Please Read This Manual Carefully

chainsawI recently bought a chainsaw.

Never having used one before, I thought it best to read the manual:

Congratulation on the purchase of your TXS 10 chainsaw from Massey-Cree Inc. This is the finest chainsaw you can afford. Read this manual carefully and review it repeatedly until you can understand and follow all safety rules, precautions and operating instructions before attempting to do something useful.


  • Do not operate your chainsaw while angry.
  • Do not operate your chainsaw when intoxicated (beyond what you can normally handle).
  • Do not operate your chainsaw under extreme fatigue unless you are earning double-time.


Trees are living things. They are probably a lot smarter than you and are devilishly clever at defending themselves. Here are a few of the ways they can mess with you:

Rotational Kickback occurs because some tree-loving hippie has driven a nine-inch nail into the Sequoia that you intend to poach. The nail will stop your chainsaw suddenly and all that energy has to go somewhere. The TXS 10 may lack the power to slice through a lilac bush but it can toss you into the next county.

Pinch Kickback happens when an angry tree clamps down on your blade and stops it cold. Think of it like Jujitsu – everything you were putting into that tree is now being put into you. [Men, it’s a great idea to wear athletic protection when operating a chainsaw]

Pull-in happens because you’re a cheap son-of-a-bitch who is using a TXS 10 where you should be using a TXS 100. All you have managed to do with your little TXS 10 is piss off a very large, very mean tree, so don’t be shocked when it pulls you real close – so you two can discuss. This process takes no more than a quarter of a second and is known in the industry as Tree Love.

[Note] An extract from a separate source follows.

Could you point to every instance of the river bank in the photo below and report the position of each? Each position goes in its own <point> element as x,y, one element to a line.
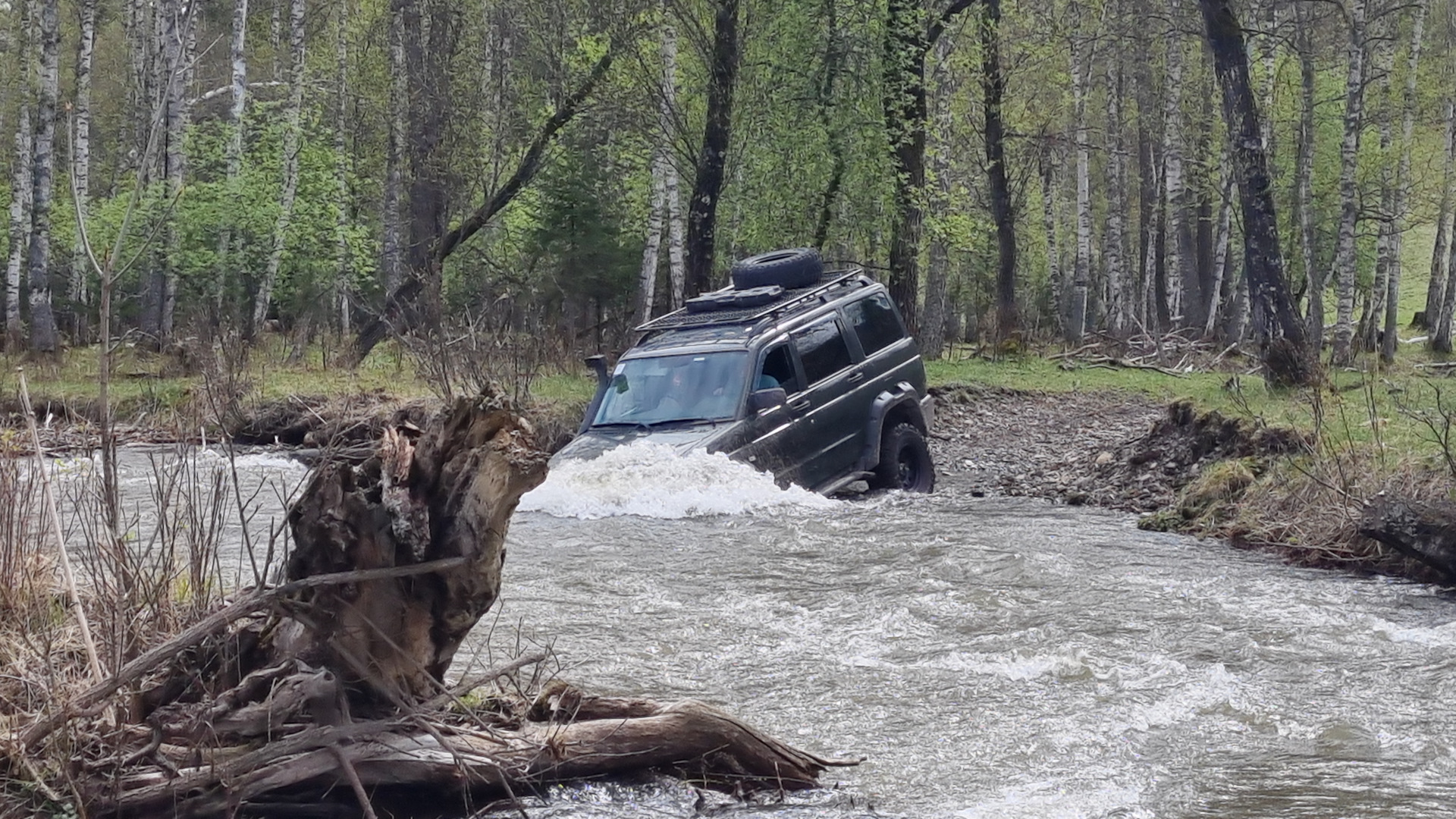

The TXS 10 was designed and constructed in a region of China not known for trees. Hell, no one has seen a stick around these parts since the Ming Dynasty. Our engineers burn horse dung for fuel and use Yak bones to hold up their yurts, so don’t think you can do anything serious with the TXS 10, such as use it for protection in an inner-city laundromat after 10 p.m.. If you want to do more, don’t be a cheap son-of-a-bitch and pop for a TXS 100.

Author: Almost Iowa

22 thoughts on “Please Read This Manual Carefully”

  1. Usually, a comic bit, spoken or written, achieves its humor via crescendo–a build-up. When I got to your next-to-last paragraph, the climax of your piece, I felt the Pull-In–I was laughing so hard at “Tree Love”, I hurt. And then I laughed harder at the last paragraph. So I reread both of them, and they are just as funny standalone. No build-up needed.

    So good.

    1. Greg, Out brought me back here, so I read it again. That manual was probably written in China. Heck, they should have hired Helen C. She speaks wonderful English. Ummm, reminds me of the instructions for smoking electronic cigarettes. Great fun to read even though it wasn’t legible.

  2. Poor trees, fighting wind, chainsaw, and dog. I shall watch warily to see how they defend themselves when I next let the dog out. Loved this post.

  3. I have chosen not to make chainsaws a part of my life. However, my neighbor found his chainsaw very useful when he had to widen the apron of ice to allow his car access to his driveway. I believe he followed all of your rules.

    1. Could we be in “The Winter of the Chainsaw”? A guy down the road did the same thing to free his pole barn from a monstrous icicle.

    1. Will do,

      I’ll also let them know which tree did me in so the police or at least the county agricultural agent can make it pay for it’s crime.

    1. I know what you mean, I tried reading the manual on-line and all I got for my effort was the imprint of the keyboard on my forehead as I nodded off.